EMMA RUNS. WHAT ABOUT YOU?
- Prof. Dr. Kadir Demircan
- Jan 16
- 3 min read
Throughout a lifetime, human beings form one of two relationships with time: we either surrender to it or negotiate with it. Most of us choose the former. We quietly flip calendar pages, accepting the body’s gradual heaviness as a natural law. Yet there are some who refuse to read biology as a fixed destiny; they see it as a draft—rewritable, negotiable. Emma Mazzenga belongs to this second group. Her story is not merely a sporting achievement; it is a quiet objection raised against the absoluteness of time.
This article does not chase the superficial question of “How can she run so fast at 90?”
The real question lies deeper:
When does a human being decide to age?
Is that decision made by the calendar, the cell, society—or by ourselves?
Emma Mazzenga’s body answers this question on the track. But the answer resonates far beyond muscle fibers; it echoes through mythology, philosophy, and humanity’s ancient longing for immortality. Because this is not a story about speed, but about resistance; not about youth, but continuity; not about records, but meaning.
And perhaps the most unsettling truth is this:
While Emma runs, we are the ones growing old.
On foggy mornings in Padua, in that twilight hour when time itself seems not yet awake, a woman tightens her shoelaces. Emma Mazzenga, the world record holder in the 200-meter sprint for women over 90, does not carry the fatigue of a ninety-two-year life on her shoulders—but rather the relentless energy of an atom. Her story is not limited to fast footsteps on a track; it is a modern epic written by human will against the merciless scythe of Chronos.
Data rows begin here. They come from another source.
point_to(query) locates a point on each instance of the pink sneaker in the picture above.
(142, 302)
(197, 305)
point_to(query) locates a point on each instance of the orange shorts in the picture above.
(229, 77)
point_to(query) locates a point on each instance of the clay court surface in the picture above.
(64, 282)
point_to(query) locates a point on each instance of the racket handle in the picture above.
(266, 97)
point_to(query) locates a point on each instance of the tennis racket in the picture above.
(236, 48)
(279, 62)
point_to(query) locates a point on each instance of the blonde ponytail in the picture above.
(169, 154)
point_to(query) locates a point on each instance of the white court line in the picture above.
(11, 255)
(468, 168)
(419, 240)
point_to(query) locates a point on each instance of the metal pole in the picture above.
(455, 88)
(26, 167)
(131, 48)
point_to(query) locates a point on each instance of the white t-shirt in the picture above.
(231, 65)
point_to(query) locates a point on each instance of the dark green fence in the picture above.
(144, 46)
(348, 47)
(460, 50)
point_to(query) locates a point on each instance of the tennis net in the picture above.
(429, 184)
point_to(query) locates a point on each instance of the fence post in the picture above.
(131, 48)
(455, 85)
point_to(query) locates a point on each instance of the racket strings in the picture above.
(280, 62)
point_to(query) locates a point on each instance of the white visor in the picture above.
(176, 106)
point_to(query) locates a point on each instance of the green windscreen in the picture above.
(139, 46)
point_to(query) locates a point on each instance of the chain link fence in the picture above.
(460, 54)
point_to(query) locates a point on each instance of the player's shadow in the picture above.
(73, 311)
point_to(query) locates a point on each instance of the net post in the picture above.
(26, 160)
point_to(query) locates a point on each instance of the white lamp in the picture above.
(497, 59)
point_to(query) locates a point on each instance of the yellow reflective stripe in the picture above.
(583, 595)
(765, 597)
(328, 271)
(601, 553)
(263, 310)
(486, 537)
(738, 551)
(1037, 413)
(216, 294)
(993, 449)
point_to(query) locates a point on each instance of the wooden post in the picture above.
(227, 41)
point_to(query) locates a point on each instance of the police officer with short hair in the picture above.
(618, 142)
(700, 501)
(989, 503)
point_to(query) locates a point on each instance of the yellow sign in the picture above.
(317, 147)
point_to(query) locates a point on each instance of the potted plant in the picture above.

In mythology, Chronos—the embodiment of time—is a giant who devours his own children. He seeks to dissolve us within seconds, minutes, and years. Yet Emma confronts this ancient monster wearing a pair of running shoes. In the complex laboratories scientists call “trajectorage,” every sample taken from Emma’s muscle fibers whispers a biological rebellion. As professors examine the mitochondria in her cells with astonishment, they encounter energy factories comparable to those of a twenty-year-old. This shakes the rigid scientific doctrine that proclaims aging to be an inevitable decline.
In Emma’s body, biology transforms into a philosophy lesson:
Life is not merely the number of breaths we take, but the passion with which we spend them.
In her early twenties, Emma raced like the wind across university tracks—until life’s familiar gray curtain fell. Marriage, family, education, responsibility… For a full quarter of a century, she locked the fast girl inside her into a box labeled “memory.” But sometimes the soul must be left fallow. At fifty-three—an age when many begin dreaming of retirement—Emma kicked that box open.
This was not a phoenix rising from ashes, but a paused clock being reset. A half-finished song resuming at its highest note.
In her world, discipline is not a cold command—it is an aesthetic of living. The simple meat sandwich she eats at five in the morning, before the city has woken from its dreams, or the drink she enjoys in the evening, quietly reveals an ancient truth about life: balance. Emma is neither a slave to rigid diets nor a victim of indulgence. She walks the fine line Aristotle called the golden mean. She eats a modest portion of pasta at lunch, goes to the cinema, reads books, and engages with people. She knows that loneliness corrodes the human spirit like rust eats iron. That is why she remains connected—to society, to dialogue, to sharing.
When she runs 200 meters on the track, she leaves behind not only her competitors, but also her own past and society’s heavy shackles labeled “old age.” When scientists say she has the heart of someone in their fifties, Emma simply smiles. She has long understood that the heart is not merely a pump—it is a center of will. Her muscular architecture is not a genetic lottery win, but a sculpture patiently carved day by day.
Emma Mazzenga’s story teaches us this:
Time is not a road we walk upon—it is a river we swim in.
And in this river, rather than rowing against the current, it is possible to understand its rhythm and dance with it.
This ninety-two-year-old Italian wind proves that there is no final stop—only moments where we shift gears for new beginnings. As she walks the streets of Padua, she is, in fact, walking into the future—proclaiming to the world that aging is not a collapse, but can be a wise acceleration.
Source:
Mortensen, A. (2025, November 27). Age is just a number: How Emma Mazzenga is redefining athletic longevity at 92 years old. CNN Sports.